Diagnosing the root cause of recent outage in J2EE web application
mrgordonz Aug 15, 2013 10:26 AMApologies in advance for a slightly wordy question.
We provide hosting and application management of a J2EE web application. The technology stack is CentOS 5.9 64 bit, Apache 2.2.17, Tomcat 5, JBoss 4.2.2. The (virtual) server has 6 GB RAM. We typically see around 2500 concurrent users during business hours, and as a rule the environment runs fine (we have even cracked 3300 concurrent users without any performance problems). Recently we had some brief outages, and we aren't sure as to the root cause. The outages only last a couple of minutes - long enough to get the alert email from the monitoring software, verify that the application is not available, open a terminal to the server, and restart a service - about 2-3 minutes.
Some info in relation to the outages:
- All services were still running - nothing had crashed, and there were no heap dumps generated
- JBoss logs show no evidence of OutOfMemory exception
- No error messages appeared in browser
- When trying to access the site, nothing would load in the browser, and it seemed to spend an eternity thinking - like it was "spinning its wheels"
- Initially restarting Apache restored access; but after the 4th outage in the space of 2 hours we restarted JBoss. This seemed to fix the problem.
- During the outages, concurrency was quite low - well below the average during business hours
We have analysed log files, monitoring reports, GC logs, etc. What we can say for sure is that at the times of the outages, the monitoring software reported that there were heaps of Apache Busy Servers.
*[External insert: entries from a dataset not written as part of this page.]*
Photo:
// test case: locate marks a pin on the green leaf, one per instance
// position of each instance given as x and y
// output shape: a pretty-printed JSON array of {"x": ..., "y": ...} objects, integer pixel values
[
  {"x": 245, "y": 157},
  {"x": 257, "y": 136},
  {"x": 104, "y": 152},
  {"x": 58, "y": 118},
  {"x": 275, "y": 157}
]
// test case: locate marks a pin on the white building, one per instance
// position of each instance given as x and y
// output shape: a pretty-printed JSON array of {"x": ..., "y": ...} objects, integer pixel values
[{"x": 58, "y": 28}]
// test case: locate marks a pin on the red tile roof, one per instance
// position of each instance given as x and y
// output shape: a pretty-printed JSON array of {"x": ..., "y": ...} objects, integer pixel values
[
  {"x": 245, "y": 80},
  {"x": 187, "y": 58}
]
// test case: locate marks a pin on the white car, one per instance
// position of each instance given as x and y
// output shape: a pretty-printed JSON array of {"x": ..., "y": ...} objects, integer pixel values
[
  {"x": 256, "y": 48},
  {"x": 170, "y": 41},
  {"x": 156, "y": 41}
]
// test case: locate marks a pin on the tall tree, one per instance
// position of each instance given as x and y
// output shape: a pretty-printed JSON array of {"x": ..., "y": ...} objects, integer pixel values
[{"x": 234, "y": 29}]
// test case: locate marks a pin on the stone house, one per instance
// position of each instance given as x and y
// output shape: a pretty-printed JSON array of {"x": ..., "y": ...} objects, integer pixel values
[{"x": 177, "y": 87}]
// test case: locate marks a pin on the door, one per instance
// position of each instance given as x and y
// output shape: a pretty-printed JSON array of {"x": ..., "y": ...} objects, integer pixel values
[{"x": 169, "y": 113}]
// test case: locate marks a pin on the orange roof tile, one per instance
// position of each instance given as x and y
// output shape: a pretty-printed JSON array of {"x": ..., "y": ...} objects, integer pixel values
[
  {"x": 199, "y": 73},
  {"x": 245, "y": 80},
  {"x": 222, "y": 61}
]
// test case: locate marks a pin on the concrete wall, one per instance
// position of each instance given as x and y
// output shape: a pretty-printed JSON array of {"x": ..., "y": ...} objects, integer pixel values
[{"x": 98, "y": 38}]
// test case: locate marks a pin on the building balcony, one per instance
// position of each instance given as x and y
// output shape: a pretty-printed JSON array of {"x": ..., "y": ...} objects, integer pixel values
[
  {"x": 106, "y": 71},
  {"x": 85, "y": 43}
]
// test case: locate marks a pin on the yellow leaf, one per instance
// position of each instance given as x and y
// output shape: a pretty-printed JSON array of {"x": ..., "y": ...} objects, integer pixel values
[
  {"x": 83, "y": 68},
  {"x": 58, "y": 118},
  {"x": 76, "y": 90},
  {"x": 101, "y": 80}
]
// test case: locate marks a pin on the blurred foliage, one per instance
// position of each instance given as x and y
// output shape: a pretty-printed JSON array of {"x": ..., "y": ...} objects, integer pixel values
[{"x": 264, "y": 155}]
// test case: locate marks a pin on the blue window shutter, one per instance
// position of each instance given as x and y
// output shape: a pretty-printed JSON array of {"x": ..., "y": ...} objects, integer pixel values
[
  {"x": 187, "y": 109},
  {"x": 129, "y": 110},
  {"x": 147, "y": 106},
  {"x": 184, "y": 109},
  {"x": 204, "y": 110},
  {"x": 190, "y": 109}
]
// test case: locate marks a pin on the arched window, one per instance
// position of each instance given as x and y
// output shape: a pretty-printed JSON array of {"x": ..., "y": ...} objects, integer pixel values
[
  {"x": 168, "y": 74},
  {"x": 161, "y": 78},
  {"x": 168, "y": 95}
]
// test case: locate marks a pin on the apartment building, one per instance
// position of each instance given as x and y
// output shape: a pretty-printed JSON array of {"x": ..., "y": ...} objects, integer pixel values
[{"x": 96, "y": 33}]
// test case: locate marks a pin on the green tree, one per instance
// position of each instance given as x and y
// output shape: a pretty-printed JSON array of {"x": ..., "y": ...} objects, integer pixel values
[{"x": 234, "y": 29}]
I'm not sure what a Busy Server is, but at the time of an outage this value spiked to between 150 and 200. The average value for Busy Servers is about 5, rarely going over 10. We can also see from the GC logs that there seemed to be a memory issue at the time of the outages, for example:
4967.376: [Full GC [PSYoungGen: 17576K->0K(656384K)] [PSOldGen: 3131794K->628760K(3145728K)] 3149370K->628760K(3802112K) [PSPermGen: 157485K->157485K(315008K)], 2.6067200 secs]
The JVM options are:
JAVA_OPTIONS="${JAVA_OPTIONS} -Xms4096m -Xmx4096m -XX:NewRatio=3 -XX:PermSize=256m -XX:MaxPermSize=512m -XX:SurvivorRatio=4"
JAVA_OPTIONS="${JAVA_OPTIONS} -Dsun.rmi.dgc.client.gcInterval=3600000 -Dsun.rmi.dgc.server.gcInterval=3600000 -XX:+DisableExplicitGC -XX:+UseLWPSynchronization"
JAVA_OPTIONS="${JAVA_OPTIONS} -XX:+PrintClassHistogram -XX:+HeapDumpOnOutOfMemoryError -Xloggc:sabagc.log -XX:+PrintGCDetails"
What we think has happened is that Permgen has run out of space, which in turn causes Tomcat to stop accepting requests (from Apache via mod_jk). This causes Apache to start queuing requests, hence the high number of Busy Servers. Restarting Apache was a short term fix because it didn't actually address the memory issue. Memory was freed up when we restarted JBoss.
Based on the available information, does this sound plausible? And is the solution to increase the memory for XX:PermSize and XX:MaxPermSize?